The Pathos of Doing the Best I Can
Edin and Nelson’s Doing the Best I Can is packed with poignant stories, but here’s the one that almost made me cry.
…Ritchie Weber knows what it is like to hit rock bottom. Just two years ago he was spending nights huddled in a slide in Tacony Park on Torresdale Avenue… Heroin and child support consumed nearly all of his earnings – he had to scrounge dumpsters for food… but no matter how bad it got, he never missed a day of work.
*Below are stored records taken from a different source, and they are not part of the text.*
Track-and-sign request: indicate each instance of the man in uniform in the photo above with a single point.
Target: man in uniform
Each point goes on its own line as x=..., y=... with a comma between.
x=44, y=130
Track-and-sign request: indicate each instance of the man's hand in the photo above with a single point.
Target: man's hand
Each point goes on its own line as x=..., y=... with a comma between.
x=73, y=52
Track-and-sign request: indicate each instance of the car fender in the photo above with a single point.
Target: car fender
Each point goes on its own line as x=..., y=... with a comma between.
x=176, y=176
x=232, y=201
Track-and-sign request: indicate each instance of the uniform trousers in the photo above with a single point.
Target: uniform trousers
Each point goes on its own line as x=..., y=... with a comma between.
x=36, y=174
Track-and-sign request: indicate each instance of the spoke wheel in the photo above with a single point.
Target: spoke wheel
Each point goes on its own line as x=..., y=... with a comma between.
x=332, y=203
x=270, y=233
And he didn’t let a week go by without seeing his nine-year-old boy.
How Ritchie turned his life around, at least for the time being:
“It was a time in my life when drugs were so important to me that that is all I concerned myself about…” But even then Ritchie kept stopping by to see his son. “I had long hair and was unbathed for days at a time, and I remember crying to my son, telling him how I was sorry. And I remember my son hugging me, saying it was OK, as long as I just came to see him. That Christmas I didn’t have anything for him. He said me just being there was all the present he needed.”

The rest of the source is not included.